Shai Werts, a star football player at Georgia Southern University, left his grandmother’s house in Clinton, S.C., last month to drive three hours back to college.
He was told he had been pulled over because he was speeding and didn’t immediately stop for officers – because he was afraid. He called 911 to let them know he was trying to get to a better-lit town than the remote road he was on.
“I’m not going to pull over in the dark where no one around can see,” Werts said on the dash-cam video. “You know what’s been going on in the world. No offense to you, but I just didn’t feel comfortable, officer.”
As soon as he was pulled over, the officers focused on a white smear, what they described as a “white powder” on the hood of his car. The video shows Werts sounding very confused and trying to explain that it’s bird poop.

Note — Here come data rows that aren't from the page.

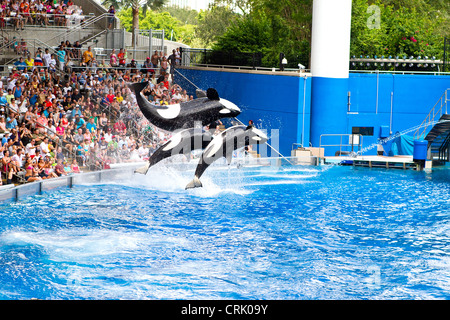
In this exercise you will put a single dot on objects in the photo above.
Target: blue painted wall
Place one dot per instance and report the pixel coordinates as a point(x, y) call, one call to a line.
point(276, 102)
point(273, 102)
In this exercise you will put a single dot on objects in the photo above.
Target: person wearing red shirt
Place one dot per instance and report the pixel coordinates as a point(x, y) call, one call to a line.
point(121, 57)
point(119, 127)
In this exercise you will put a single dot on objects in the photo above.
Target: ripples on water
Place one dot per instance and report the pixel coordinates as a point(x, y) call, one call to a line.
point(297, 233)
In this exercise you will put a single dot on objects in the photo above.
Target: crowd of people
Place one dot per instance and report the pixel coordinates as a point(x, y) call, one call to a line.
point(19, 13)
point(57, 121)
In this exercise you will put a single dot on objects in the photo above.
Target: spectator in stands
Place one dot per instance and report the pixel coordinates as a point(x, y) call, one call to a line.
point(121, 58)
point(20, 64)
point(113, 58)
point(46, 58)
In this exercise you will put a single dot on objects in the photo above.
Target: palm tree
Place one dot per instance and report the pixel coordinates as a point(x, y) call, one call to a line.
point(135, 6)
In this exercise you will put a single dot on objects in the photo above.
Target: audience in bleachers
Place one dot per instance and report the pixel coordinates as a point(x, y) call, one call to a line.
point(58, 119)
point(18, 13)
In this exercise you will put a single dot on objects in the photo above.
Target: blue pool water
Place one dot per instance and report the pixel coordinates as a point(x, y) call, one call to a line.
point(325, 232)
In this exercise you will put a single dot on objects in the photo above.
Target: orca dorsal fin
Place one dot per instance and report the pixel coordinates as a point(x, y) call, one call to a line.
point(212, 94)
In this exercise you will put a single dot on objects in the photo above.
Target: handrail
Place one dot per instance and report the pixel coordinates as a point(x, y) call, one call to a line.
point(80, 26)
point(430, 118)
point(60, 139)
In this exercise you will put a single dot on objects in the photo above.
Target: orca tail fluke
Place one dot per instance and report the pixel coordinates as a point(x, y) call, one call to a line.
point(195, 183)
point(143, 170)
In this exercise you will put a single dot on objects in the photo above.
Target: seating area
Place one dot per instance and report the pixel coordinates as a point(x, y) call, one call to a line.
point(57, 119)
point(17, 14)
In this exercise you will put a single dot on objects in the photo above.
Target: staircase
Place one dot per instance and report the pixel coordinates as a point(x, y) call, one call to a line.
point(439, 135)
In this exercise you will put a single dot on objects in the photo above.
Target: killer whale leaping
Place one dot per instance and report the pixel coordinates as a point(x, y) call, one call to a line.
point(182, 142)
point(185, 115)
point(223, 145)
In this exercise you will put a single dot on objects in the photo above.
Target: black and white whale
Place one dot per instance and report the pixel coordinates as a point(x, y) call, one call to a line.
point(223, 145)
point(182, 142)
point(185, 115)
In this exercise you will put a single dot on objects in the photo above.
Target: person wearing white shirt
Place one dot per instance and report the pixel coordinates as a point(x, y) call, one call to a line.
point(46, 58)
point(30, 148)
point(143, 151)
point(44, 147)
point(17, 158)
point(108, 136)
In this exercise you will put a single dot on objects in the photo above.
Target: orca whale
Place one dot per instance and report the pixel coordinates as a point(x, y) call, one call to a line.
point(182, 142)
point(223, 145)
point(185, 115)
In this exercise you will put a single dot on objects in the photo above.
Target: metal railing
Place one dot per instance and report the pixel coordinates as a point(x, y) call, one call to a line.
point(353, 140)
point(73, 29)
point(430, 119)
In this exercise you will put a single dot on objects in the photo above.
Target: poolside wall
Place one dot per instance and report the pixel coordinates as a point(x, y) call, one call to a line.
point(277, 102)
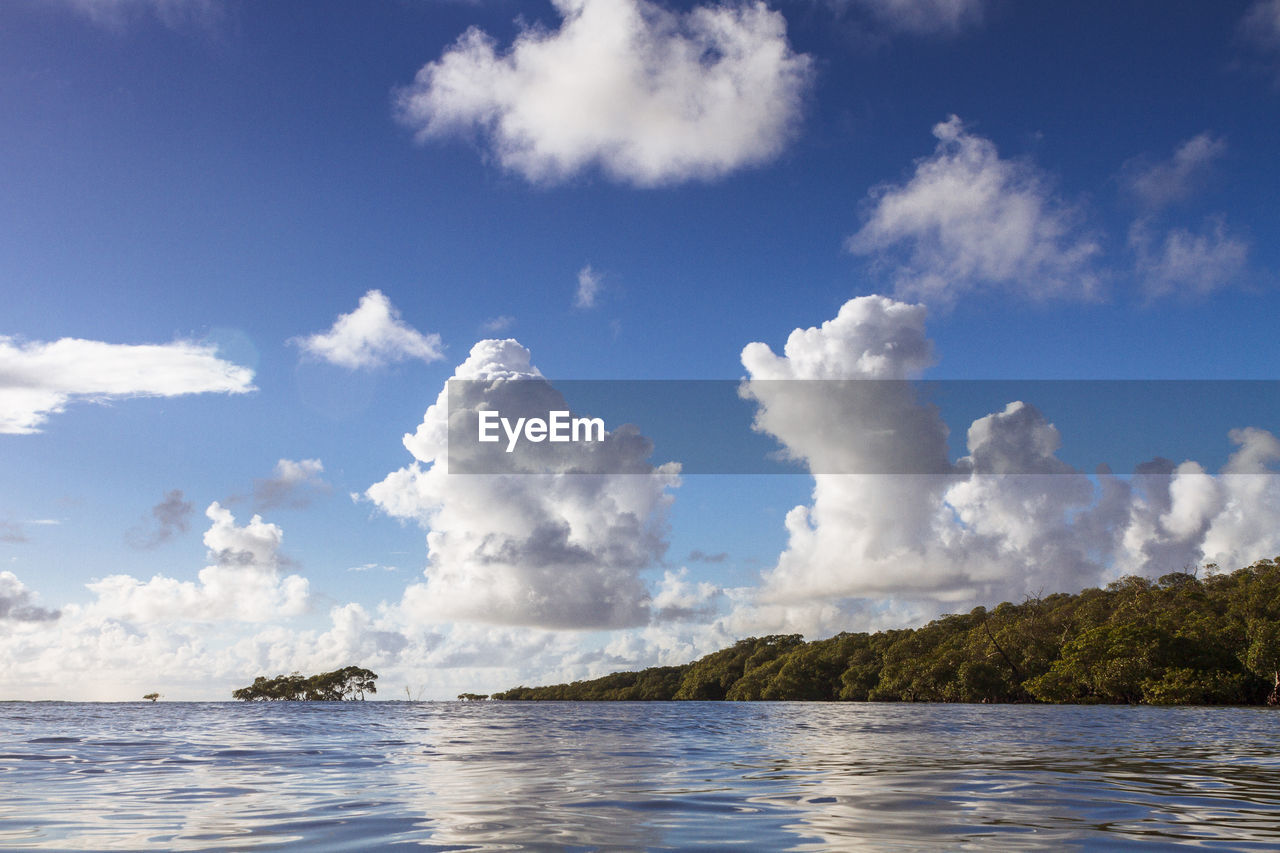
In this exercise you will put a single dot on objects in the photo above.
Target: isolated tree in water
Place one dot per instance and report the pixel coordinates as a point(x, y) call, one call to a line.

But the cops didn’t believe him, especially after they used a field-testing kit and it bafflingly showed that it was cocaine, and they arrested him as Werts pleaded that it wasn’t the drug.
Consequently, Werts was suspended for two days but was then allowed to return to practice. He was banned from the season-opening game while the case took a turn.
On Thursday, he was in a meeting with coaches and players when his attorney called with the news that the drug case had been dropped – because it was bird poop, not cocaine on the hood of his car.
The field-testing kits that officers used are notoriously faulty. In 2016, the New York Times and ProPublica found that field-testing drug kits, which cost about $2 a piece, can make a substance show positive as cocaine from officer errors, the weather or poor lighting, and are so common that as many as one in three tests might come back wrong, The Post reported.
Werts still faces a speeding charge but has no plans to seek an apology from the sheriff’s department over his drug arrest. There has been no apology issued from the sheriff’s department.